Fast and Efficient Local Search for Genetic Programming Based Loss
Function Learning
- URL: http://arxiv.org/abs/2403.00865v1
- Date: Fri, 1 Mar 2024 02:20:04 GMT
- Title: Fast and Efficient Local Search for Genetic Programming Based Loss
Function Learning
- Authors: Christian Raymond, Qi Chen, Bing Xue, and Mengjie Zhang
- Abstract summary: We propose a new meta-learning framework for task and model-agnostic loss function learning via a hybrid search approach.
Results show that the learned loss functions bring improved convergence, sample efficiency, and inference performance on tabulated, computer vision, and natural language processing problems.
- Score: 12.581217671500887
- License: http://creativecommons.org/licenses/by/4.0/
- Abstract: In this paper, we develop upon the topic of loss function learning, an
emergent meta-learning paradigm that aims to learn loss functions that
significantly improve the performance of the models trained under them.
Specifically, we propose a new meta-learning framework for task and
model-agnostic loss function learning via a hybrid search approach.
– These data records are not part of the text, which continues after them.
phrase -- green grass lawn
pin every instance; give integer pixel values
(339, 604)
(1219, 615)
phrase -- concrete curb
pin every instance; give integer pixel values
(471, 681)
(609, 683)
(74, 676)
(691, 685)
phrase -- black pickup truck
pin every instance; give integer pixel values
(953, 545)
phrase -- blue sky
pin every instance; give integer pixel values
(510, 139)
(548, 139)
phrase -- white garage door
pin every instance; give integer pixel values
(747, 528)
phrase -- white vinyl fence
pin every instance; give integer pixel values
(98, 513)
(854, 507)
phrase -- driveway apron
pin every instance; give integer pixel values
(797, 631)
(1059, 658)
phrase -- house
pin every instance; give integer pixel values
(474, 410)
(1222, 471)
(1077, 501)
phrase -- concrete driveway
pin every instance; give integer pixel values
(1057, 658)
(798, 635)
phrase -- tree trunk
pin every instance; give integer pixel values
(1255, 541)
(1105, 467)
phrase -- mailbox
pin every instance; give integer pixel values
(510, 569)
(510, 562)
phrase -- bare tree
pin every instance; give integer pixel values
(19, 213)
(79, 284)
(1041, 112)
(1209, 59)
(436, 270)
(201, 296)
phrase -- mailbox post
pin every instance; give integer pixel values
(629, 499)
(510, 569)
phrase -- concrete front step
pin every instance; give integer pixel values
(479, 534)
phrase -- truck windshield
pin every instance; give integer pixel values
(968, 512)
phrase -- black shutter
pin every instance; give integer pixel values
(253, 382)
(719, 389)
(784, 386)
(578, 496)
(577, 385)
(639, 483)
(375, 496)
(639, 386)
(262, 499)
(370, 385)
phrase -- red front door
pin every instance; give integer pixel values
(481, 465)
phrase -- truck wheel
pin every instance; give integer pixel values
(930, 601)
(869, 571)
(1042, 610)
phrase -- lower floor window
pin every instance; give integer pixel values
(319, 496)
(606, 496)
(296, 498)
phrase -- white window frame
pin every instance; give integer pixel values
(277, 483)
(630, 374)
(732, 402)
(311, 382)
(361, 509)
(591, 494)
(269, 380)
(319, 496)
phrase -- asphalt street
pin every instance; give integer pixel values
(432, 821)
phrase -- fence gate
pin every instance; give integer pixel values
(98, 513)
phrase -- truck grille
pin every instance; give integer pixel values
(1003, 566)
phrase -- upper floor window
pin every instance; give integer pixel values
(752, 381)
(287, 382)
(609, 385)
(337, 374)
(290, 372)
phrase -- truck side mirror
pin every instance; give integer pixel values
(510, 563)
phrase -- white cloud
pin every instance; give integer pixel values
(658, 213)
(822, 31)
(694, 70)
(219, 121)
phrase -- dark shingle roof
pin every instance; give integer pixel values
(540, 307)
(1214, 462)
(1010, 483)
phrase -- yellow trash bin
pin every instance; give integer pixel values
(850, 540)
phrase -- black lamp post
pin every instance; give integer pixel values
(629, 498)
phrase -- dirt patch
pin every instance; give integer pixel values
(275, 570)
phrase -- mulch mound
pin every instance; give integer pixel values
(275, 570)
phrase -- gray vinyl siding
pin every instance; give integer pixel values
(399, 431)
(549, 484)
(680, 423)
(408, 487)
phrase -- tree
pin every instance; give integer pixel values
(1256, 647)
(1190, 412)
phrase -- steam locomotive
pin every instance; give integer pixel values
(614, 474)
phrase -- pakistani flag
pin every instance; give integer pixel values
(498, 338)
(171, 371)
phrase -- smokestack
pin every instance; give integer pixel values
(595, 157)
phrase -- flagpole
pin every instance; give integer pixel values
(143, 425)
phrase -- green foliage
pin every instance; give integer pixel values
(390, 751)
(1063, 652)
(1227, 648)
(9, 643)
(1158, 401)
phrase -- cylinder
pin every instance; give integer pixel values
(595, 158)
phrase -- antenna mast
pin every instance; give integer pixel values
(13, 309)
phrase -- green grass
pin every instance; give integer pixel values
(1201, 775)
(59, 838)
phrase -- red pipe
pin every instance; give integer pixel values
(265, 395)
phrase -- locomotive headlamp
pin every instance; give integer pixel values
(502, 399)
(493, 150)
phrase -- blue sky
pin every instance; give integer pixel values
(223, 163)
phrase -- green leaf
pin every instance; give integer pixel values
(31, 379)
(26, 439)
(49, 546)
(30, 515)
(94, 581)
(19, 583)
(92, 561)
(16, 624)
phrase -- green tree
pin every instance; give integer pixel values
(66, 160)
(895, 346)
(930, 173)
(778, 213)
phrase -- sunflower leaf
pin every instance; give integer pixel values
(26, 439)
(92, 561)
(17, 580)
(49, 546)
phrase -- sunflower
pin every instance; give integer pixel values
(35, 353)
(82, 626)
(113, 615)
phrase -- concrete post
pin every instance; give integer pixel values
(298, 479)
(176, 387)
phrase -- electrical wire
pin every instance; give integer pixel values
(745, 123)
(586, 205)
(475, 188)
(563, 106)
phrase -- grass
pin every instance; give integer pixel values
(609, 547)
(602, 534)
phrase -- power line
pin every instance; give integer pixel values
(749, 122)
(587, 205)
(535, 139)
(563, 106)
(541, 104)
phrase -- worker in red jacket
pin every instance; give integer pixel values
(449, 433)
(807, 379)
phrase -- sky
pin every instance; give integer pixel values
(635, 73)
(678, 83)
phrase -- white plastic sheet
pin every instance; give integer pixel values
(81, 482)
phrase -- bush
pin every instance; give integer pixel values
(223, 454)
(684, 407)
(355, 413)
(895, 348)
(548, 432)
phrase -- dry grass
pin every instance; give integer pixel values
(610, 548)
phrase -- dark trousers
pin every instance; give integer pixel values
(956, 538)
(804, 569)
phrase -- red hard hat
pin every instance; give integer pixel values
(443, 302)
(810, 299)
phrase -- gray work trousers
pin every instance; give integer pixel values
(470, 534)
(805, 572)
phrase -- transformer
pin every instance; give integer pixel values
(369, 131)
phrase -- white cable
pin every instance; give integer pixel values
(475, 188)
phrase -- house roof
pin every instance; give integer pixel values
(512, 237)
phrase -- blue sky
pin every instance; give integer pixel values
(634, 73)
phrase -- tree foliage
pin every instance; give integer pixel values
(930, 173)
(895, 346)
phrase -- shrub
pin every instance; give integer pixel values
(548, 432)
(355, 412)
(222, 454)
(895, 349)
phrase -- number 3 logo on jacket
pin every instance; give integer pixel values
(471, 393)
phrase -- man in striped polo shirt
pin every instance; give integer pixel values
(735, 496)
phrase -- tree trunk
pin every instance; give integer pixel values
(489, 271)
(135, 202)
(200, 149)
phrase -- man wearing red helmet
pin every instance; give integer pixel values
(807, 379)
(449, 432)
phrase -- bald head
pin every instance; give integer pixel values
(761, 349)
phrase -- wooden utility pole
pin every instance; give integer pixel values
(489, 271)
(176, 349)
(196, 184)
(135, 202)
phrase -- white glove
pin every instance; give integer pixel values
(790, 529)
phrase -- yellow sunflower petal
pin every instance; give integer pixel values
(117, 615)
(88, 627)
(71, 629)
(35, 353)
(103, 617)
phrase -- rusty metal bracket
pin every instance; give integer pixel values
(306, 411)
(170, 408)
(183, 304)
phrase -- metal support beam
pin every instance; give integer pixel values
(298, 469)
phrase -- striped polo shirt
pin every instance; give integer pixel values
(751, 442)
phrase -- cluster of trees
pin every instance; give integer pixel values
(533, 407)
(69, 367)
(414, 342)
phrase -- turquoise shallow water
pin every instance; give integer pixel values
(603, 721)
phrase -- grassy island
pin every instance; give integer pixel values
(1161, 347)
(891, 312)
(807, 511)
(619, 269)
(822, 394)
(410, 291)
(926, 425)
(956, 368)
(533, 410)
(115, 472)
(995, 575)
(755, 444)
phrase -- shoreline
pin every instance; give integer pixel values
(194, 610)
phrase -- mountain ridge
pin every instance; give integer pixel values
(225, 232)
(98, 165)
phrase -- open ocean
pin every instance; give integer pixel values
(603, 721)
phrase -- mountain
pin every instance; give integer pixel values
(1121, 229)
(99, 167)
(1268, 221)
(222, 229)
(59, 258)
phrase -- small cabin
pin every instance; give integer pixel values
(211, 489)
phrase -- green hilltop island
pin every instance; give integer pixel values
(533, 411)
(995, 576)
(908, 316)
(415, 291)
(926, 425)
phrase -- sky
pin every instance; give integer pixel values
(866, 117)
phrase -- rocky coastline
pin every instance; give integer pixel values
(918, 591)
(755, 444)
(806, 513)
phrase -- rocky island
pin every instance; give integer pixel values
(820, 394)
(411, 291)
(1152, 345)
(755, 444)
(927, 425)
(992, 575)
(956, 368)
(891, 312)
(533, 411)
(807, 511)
The
framework first uses genetic programming to find a set of symbolic loss
functions. Second, the set of learned loss functions is subsequently
parameterized and optimized via unrolled differentiation. The versatility and
performance of the proposed framework are empirically validated on a diverse
set of supervised learning tasks. Results show that the learned loss functions
bring improved convergence, sample efficiency, and inference performance on
tabulated, computer vision, and natural language processing problems, using a
variety of task-specific neural network architectures.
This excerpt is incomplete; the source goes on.